Okay, first, here is the situation:
Here we see what should be a pretty busy station. It can receive 4 different kinds of raw materials and turn them into goods. As you can see, the main trunk line that leads to this station dead-ends here. The trunk itself splits off a couple hundred tiles up the road, disseminating traffic nicely. In other words, the main trunk line can take a lot more traffic in needs be. I also plan on bumping up my car length to the max soon, which will put a whole heck of a lot more product into and out of this station. My problem isn't however, with this specific game, but how in general to include mandatory depot stops into very high volume stations. I know that maybe mandatory service stops maybe aren't 100% necessary, but I'd still like to solve this problem.
I had before used one depot with the track setup such that the trains had to stop there before moving into the station branches. One depot is far too slow and traffic would often backup as it waited to enter the depot. I had, in previous games, devised this diamond-type depot entry which allowed trains to choose the top or the bottom depot, essentially doubling my depot processing rate. It's worked okay in other games, but every now and again I run into troubles. The trouble is, as you can see in this first screenshot, that trains sometimes refuse to choose one or the other depot and instead stop at the light and wait for the train ahead of them. At first, I thought the problem lay in the fact that when the first train completely enters the depot, the light outside the depot would flash green for a second, perhaps inducing the second train to think the path was clear. I found this later to not be the problem. I tried a different configurations without luck.

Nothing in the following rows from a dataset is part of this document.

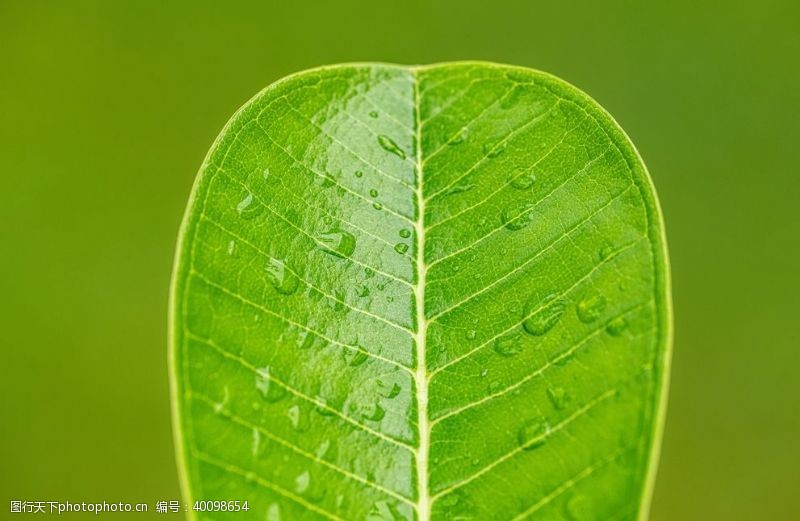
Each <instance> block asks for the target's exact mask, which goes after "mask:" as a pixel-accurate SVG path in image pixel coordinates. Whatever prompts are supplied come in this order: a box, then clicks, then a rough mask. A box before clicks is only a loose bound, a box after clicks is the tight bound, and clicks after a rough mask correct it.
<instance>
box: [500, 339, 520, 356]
mask: <svg viewBox="0 0 800 521" xmlns="http://www.w3.org/2000/svg"><path fill="white" fill-rule="evenodd" d="M521 340H522V339H521V338H520V335H519V334H517V333H511V334H509V335H505V336H501V337H499V338H497V339H496V340H495V341H494V351H495V353H497V354H498V355H501V356H514V355H516V354H518V353H519V352H521V351H522V341H521Z"/></svg>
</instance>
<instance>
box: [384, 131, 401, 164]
mask: <svg viewBox="0 0 800 521" xmlns="http://www.w3.org/2000/svg"><path fill="white" fill-rule="evenodd" d="M378 144H379V145H380V146H381V148H383V149H384V150H386V151H387V152H389V153H392V154H394V155H396V156H397V157H399V158H400V159H405V158H406V153H405V151H403V149H402V148H400V146H399V145H398V144H397V143H395V142H394V141H393V140H392V138H390V137H389V136H386V135H384V134H381V135H380V136H378Z"/></svg>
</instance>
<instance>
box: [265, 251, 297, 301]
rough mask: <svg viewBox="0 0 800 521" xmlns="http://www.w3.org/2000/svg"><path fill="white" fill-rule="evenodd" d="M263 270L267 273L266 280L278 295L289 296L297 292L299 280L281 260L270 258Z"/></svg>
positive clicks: (272, 257)
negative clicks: (272, 287) (280, 293)
mask: <svg viewBox="0 0 800 521" xmlns="http://www.w3.org/2000/svg"><path fill="white" fill-rule="evenodd" d="M265 269H266V271H267V280H269V283H270V284H272V287H274V288H275V290H276V291H277V292H278V293H281V294H283V295H291V294H292V293H294V292H295V291H297V286H298V285H299V284H300V279H299V278H298V277H297V275H295V274H294V273H293V272H292V271H291V270H290V269H289V268H287V267H286V263H285V262H284V261H283V260H281V259H277V258H275V257H270V259H269V260H268V261H267V265H266V267H265Z"/></svg>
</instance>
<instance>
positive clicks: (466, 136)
mask: <svg viewBox="0 0 800 521" xmlns="http://www.w3.org/2000/svg"><path fill="white" fill-rule="evenodd" d="M468 137H469V129H468V128H467V127H461V130H459V131H458V134H456V135H455V136H454V137H453V139H451V140H450V145H460V144H461V143H463V142H464V141H466V139H467V138H468Z"/></svg>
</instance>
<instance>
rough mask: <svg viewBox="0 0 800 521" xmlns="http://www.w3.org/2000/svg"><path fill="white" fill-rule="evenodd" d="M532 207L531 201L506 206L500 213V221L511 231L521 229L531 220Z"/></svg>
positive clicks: (532, 206)
mask: <svg viewBox="0 0 800 521" xmlns="http://www.w3.org/2000/svg"><path fill="white" fill-rule="evenodd" d="M533 208H534V205H533V204H532V203H526V204H523V205H520V206H512V207H509V208H506V209H505V210H503V211H502V212H501V213H500V221H501V222H502V224H503V226H505V227H506V228H507V229H508V230H511V231H512V232H513V231H517V230H521V229H523V228H525V227H526V226H528V225H529V224H530V223H531V222H532V221H533Z"/></svg>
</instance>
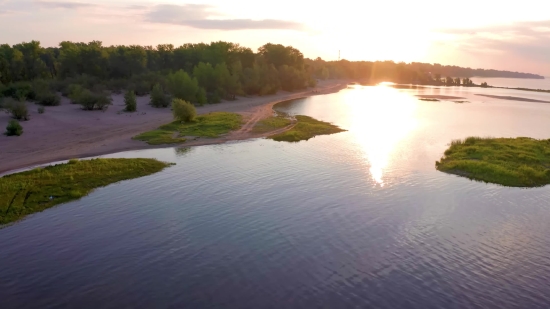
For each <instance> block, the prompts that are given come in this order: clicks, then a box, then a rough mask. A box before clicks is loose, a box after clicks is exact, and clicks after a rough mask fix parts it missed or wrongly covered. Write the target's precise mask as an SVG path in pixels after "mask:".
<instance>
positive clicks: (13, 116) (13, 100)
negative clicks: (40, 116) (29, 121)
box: [2, 98, 30, 121]
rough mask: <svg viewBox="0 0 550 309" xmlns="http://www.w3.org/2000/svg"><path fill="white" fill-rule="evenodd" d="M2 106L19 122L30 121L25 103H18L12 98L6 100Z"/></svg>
mask: <svg viewBox="0 0 550 309" xmlns="http://www.w3.org/2000/svg"><path fill="white" fill-rule="evenodd" d="M2 106H3V108H4V109H6V111H7V112H8V113H10V114H11V116H12V117H13V118H15V119H17V120H24V121H27V120H29V119H30V116H29V111H28V109H27V104H26V103H25V102H21V101H16V100H14V99H12V98H8V99H4V102H3V103H2Z"/></svg>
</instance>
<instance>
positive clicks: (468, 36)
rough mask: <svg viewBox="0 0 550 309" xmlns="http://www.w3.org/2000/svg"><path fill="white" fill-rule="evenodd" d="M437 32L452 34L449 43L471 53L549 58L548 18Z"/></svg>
mask: <svg viewBox="0 0 550 309" xmlns="http://www.w3.org/2000/svg"><path fill="white" fill-rule="evenodd" d="M438 32H440V33H445V34H450V35H453V36H454V38H453V40H452V44H455V45H457V48H459V49H462V50H464V51H467V52H470V53H480V52H491V53H495V52H496V53H500V54H505V55H516V56H519V57H521V58H524V59H529V60H536V61H544V62H548V60H550V58H549V55H550V20H546V21H533V22H519V23H513V24H507V25H497V26H490V27H482V28H475V29H473V28H469V29H466V28H464V29H440V30H439V31H438Z"/></svg>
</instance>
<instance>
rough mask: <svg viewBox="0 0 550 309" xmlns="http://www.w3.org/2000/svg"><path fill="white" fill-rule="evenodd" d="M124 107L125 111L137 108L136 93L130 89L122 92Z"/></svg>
mask: <svg viewBox="0 0 550 309" xmlns="http://www.w3.org/2000/svg"><path fill="white" fill-rule="evenodd" d="M124 105H125V106H126V107H125V108H124V110H125V111H127V112H135V111H136V110H137V102H136V94H135V93H134V91H132V90H128V91H126V93H125V94H124Z"/></svg>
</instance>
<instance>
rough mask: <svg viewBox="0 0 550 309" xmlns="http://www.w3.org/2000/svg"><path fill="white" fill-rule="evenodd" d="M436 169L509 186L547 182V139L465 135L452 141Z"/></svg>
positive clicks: (439, 161) (450, 172) (533, 184)
mask: <svg viewBox="0 0 550 309" xmlns="http://www.w3.org/2000/svg"><path fill="white" fill-rule="evenodd" d="M435 166H436V169H438V170H439V171H442V172H445V173H449V174H455V175H459V176H464V177H467V178H469V179H472V180H478V181H484V182H490V183H496V184H500V185H503V186H509V187H540V186H544V185H546V184H548V183H550V140H536V139H532V138H527V137H518V138H480V137H468V138H466V139H464V140H455V141H452V143H451V146H450V147H449V149H447V150H446V151H445V155H444V156H443V157H442V158H441V160H440V161H437V162H436V163H435Z"/></svg>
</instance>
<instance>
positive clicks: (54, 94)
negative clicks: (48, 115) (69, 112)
mask: <svg viewBox="0 0 550 309" xmlns="http://www.w3.org/2000/svg"><path fill="white" fill-rule="evenodd" d="M36 101H37V102H38V104H42V105H44V106H58V105H59V104H61V98H60V97H59V95H57V94H55V93H53V92H41V93H38V94H37V95H36Z"/></svg>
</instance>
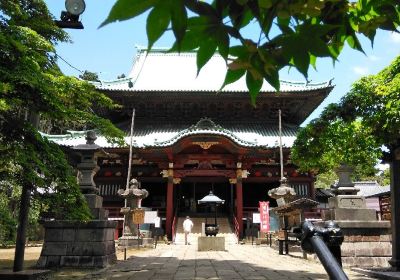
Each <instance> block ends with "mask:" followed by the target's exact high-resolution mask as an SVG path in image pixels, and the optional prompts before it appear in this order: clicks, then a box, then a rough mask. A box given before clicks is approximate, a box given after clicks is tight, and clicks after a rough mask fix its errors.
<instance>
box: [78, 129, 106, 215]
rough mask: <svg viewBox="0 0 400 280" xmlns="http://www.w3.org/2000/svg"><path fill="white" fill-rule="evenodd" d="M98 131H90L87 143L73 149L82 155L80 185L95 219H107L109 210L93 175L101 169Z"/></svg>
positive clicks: (79, 184)
mask: <svg viewBox="0 0 400 280" xmlns="http://www.w3.org/2000/svg"><path fill="white" fill-rule="evenodd" d="M96 139H97V137H96V133H95V132H94V131H88V132H87V135H86V144H80V145H77V146H75V147H73V148H72V149H73V150H74V151H75V152H76V153H77V154H78V155H80V157H81V160H80V163H78V164H77V166H76V167H77V169H78V172H79V173H78V179H79V186H80V189H81V191H82V193H83V194H84V196H85V198H86V201H87V203H88V206H89V208H90V210H91V212H92V215H93V217H94V219H98V220H105V219H107V216H108V214H107V211H105V210H104V209H103V208H102V206H103V198H102V197H101V196H99V195H98V193H99V189H98V188H97V187H96V184H95V183H94V180H93V177H94V175H95V174H96V173H97V171H98V170H99V166H98V165H97V157H96V152H98V151H99V150H100V149H101V147H100V146H99V145H97V144H95V143H94V141H96Z"/></svg>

You can see what a disaster this abomination is. My thinking was, hey if the station branching and presignalling works so well, why not include the depots into the mix and hope they continue to operate as planned. The problem here, I think, is that each depot entry point has an invisible signal on it, which can fool the presignal into believing a line is open when it's not. I decided it was better to not mess with the station branching as pictured in the first shot since it worked so well.
I thought I was onto something with this layout. However, I witnessed an odd behavior that really defied the notion of presignalling. It seems that trains don't "look ahead" at all, not even a little bit. In this shot, you can see a train that has passed up 3 green lights to come to a stop at the last red light. Note that the light it's stopped at was red when it entered the presignalling block and continued to be red until reached the light. I have tried several permutations of signalling at this last configuration of track, and nothing works. Oddly, about 5% of the trains entering the station will choose a depot but the last and, for a brief moment, this interchange will work as planned. I've watched for these moments and tried to figure out what was different about them that would cause them to actually work, but I can't see any difference.
Can anyone offer any insight as to how I could make this work? I understand that I could maybe try suck machinations AFTER the station, but I would probably be at risk of the same thing happening. I am looking for a completely airtight solution to satisfy my mandatory depot stop mania. Thank you.